Ma non è per soffermarmi sui fatti di cronaca che scrivo, quanto piuttosto per sottolineare come, ancora una volta, non si esiti a pubblicare fotografie che invece dovrebbero essere cestinate e che comunque non aggiungono nulla sul piano narrativo della già triste vicenda.
home page di www.gazzetta.it nelle ore immediatamente successive alla tragedia |
Non si tratta di polemica gratuita quanto piuttosto di chiedersi perché si debbano pubblicare fotografie del genere, per dimostrare cosa? Di avere i fotoreporter più rapidi a scattare e soprattutto a inviare le foto? Oppure per descrivere esattamente il tipo di lesioni subite dal povero ciclista. E se vi pare drammatica la fotografia della home, peraltro schiaffata, come di regola, in mezzo a banner pubblicitari della più varia natura (chissà cosa ne pensano i parenti e la famiglia), forse non avete ancora visto la secondo immagine, pubblicata nella pagina che reca la descrizione in tempo reale dell'accaduto
pagina di www.gazzetta.it nelle ore immediatamente successive alla tragedia |
Non posso che riproporre le considerazioni già fatti da Sandro Iovine a proposito della discutibile cronaca recata da "La Prealpina" di dicembre 2010 e di cui a questo post, con in più il magone dettato dai miei trascorsi ciclistici agonistici.
So bene cosa significa affrontare una discesa a 80/100Km/h dopo 100/150 km di corsa nelle gambe, basta un niente per farla finita.
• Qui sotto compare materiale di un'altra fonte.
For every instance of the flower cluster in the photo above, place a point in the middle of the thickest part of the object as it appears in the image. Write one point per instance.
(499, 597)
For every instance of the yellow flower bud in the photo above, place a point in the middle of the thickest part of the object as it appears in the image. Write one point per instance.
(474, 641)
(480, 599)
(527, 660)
La bicicletta che scorre velocissima su 3 cm quadrati di gomma a contatto con l'asfalto e il tentativo di tenere massima la concentrazione, con la consapevolezza che la minima disattenzione può essere fatale. Oggi lo è stata, così come il 18 luglio 1995 al Tour de France fu fatale al nostro Fabio Casartelli.
Tragedie... Che meritano rispetto, silenzio e rispetto. E invece vengono celebrate con la mercificazione dell'immagine tragica che ripaga con milioni di clic alla pagina e tanti bei soldoni nelle casse di Gazzetta.it.
Così non si fa.
1 commento:
Vedere l'immagine dell'incidente è sicuramente la curiosità di ogni lettore che, come me, ha saputo via internet dell'accaduto.
Sapere però che la curiosità di conoscere "visivamente" la dinamica dell'incidente o un particolare della tragedia venga usata per riempirsi le tasche di soldi, non è bello.
Si tratta pur sempre di una "disattenzione" che è costata la vita ad una persona prima che ad un atleta. Riposa in pace Wouter.